Instructor Boston Children's Hospital Boston, Massachusetts, United States
Background: Firearm injuries, now the leading cause of death among children, disparately impact areas with greater socioeconomic disadvantage. Less is known about how child firearm injuries are influenced by neighborhood built environments, which may be more readily modifiable than socioeconomic factors. Objective: To examine census tract-level associations of built environment characteristics with incidences of firearm injuries to children in urban areas in the US. Design/Methods: We conducted a cross-sectional study examining large central metropolitan areas as classified by the National Center for Health Statistics. Data from the Gun Violence Archive on firearm injuries between 2019 and 2022 to victims age under 18 years were geocoded to census tracts. Built environment characteristics were derived from Google Street View images retrieved in 2019 using computer vision techniques.

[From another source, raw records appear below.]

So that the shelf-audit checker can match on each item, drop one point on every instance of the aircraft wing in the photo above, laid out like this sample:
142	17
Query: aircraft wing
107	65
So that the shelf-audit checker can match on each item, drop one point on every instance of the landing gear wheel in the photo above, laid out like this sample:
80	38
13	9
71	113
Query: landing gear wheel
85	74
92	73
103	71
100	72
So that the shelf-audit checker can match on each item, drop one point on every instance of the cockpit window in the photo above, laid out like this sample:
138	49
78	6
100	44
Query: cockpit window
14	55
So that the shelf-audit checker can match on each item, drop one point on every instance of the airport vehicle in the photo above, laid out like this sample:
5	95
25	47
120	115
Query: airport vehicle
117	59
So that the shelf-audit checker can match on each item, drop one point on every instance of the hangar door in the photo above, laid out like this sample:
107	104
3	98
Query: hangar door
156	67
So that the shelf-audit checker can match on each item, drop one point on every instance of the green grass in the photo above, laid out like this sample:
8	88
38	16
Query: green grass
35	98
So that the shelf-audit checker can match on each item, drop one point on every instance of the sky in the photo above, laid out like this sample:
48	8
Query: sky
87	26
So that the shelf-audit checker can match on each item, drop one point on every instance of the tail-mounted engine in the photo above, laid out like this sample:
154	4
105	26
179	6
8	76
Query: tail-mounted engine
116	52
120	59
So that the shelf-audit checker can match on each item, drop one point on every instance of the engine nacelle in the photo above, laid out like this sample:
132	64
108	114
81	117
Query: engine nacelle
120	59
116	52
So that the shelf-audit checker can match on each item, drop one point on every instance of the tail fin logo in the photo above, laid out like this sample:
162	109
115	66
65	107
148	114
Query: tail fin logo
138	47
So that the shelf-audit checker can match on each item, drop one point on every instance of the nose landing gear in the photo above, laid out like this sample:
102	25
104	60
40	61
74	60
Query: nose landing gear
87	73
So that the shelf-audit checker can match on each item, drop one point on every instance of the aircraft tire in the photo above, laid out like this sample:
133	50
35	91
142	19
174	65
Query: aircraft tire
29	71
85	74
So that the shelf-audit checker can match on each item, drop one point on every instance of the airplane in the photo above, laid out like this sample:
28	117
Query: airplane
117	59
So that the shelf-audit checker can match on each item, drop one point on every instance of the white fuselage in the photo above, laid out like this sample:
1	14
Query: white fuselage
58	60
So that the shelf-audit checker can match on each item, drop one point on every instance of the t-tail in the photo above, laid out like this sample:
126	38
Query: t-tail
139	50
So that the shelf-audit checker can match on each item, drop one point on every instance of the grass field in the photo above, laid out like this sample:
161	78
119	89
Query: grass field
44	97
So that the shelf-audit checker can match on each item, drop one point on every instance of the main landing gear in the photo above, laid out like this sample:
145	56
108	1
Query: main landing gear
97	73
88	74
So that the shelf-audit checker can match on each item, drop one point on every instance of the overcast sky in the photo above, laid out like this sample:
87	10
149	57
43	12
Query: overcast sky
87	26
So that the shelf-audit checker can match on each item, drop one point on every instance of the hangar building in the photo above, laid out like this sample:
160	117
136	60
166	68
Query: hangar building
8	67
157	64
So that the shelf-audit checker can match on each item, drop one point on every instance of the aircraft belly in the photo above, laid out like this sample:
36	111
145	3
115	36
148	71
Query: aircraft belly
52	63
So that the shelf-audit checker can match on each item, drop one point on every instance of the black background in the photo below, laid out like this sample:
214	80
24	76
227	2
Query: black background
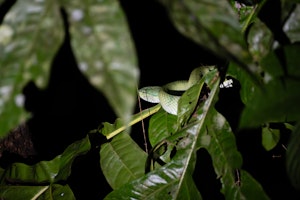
69	107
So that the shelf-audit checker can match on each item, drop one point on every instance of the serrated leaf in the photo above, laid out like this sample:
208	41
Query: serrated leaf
122	160
30	35
270	138
104	50
50	192
51	171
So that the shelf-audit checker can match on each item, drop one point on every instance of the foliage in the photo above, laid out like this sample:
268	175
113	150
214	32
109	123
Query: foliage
267	70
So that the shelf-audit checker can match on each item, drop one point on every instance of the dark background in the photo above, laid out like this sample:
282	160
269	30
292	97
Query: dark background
69	107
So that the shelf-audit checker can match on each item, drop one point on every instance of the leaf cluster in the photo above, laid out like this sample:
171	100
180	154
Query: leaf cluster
266	67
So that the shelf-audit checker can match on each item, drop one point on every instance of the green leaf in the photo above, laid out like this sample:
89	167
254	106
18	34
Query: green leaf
260	40
50	192
219	141
270	138
292	25
51	171
104	50
169	181
122	160
213	25
110	130
292	157
161	126
278	101
30	35
277	104
248	87
249	186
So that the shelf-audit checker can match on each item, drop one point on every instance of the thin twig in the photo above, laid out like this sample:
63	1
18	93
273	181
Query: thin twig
143	125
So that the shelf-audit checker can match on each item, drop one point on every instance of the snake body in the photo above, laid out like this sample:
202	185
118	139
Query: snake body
169	94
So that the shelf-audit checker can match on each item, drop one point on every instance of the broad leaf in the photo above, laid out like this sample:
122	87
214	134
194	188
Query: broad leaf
30	35
167	181
51	171
278	101
49	192
213	25
122	160
111	130
104	50
161	126
250	187
170	181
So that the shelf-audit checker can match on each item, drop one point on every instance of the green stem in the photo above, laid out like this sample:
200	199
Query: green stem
143	115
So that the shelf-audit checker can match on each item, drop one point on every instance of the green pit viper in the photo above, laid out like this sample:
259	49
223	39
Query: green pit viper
169	94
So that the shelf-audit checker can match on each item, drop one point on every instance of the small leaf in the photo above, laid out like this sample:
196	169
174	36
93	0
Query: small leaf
292	157
122	160
270	138
105	52
292	26
260	40
51	171
161	125
250	187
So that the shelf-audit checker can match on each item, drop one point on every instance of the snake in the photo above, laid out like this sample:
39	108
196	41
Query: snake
169	94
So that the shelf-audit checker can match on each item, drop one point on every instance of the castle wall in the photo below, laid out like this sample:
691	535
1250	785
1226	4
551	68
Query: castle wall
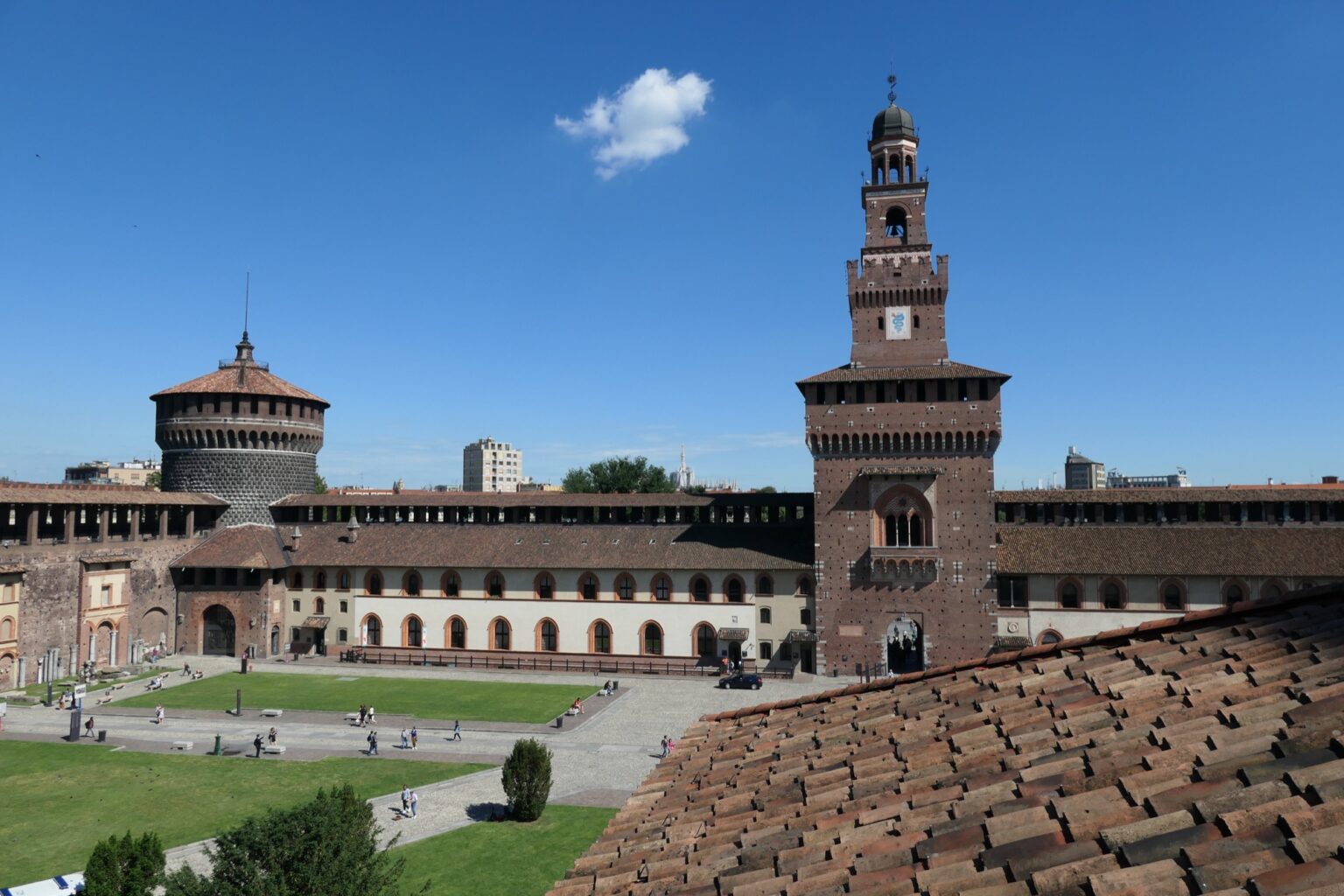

Census tracts were categorized into tertiles by prevalence of each of the following characteristics: green streets; dilapidated buildings and chain link fences (markers of physical disorder); crosswalks (walkability); streetlights, multiple cars, and single lane roads (urban development level). Mixed effect negative binomial regression, with random intercepts for metropolitan area and logged census tract population of children as the offset, was used to estimate adjusted incidence rate ratios (aIRRs) with 95% confidence intervals (CIs) of combined fatal and nonfatal firearm injuries, adjusted for census tract population density and socioeconomic measures and state firearm laws. Results: We examined 9,985 firearm injuries to children, 2,315 fatal, in 21,111 census tracts across 51 metropolitan areas. Built environment characteristics of the census tracts are summarized in Table 1. Green streets were associated with a 45% lower rate of firearm injuries (aIRR 0.55, 95% CI 0.48–0.62 for highest tertile of prevalence relative to lowest). Conversely, chain link fences (aIRR 2.11, 95% CI 1.88–2.37) and crosswalks (aIRR 1.86, 95% CI 1.62–2.12) were associated with approximately double the injury rates. Markers of urban development had mixed associations, streetlights with a higher injury rate (aIRR 1.22, 95% CI 1.09–1.38) and multiple cars with a lower injury rate (aIRR 0.76, 95% CI 0.66–0.88) (Table 2).
Conclusion(s): Built environment characteristics of urban neighborhoods, including lower street greenness and greater physical disorder, are associated with increased firearm injuries to children. Place-based interventions to address disparities in neighborhood conditions may represent a potential structural approach to child injury prevention.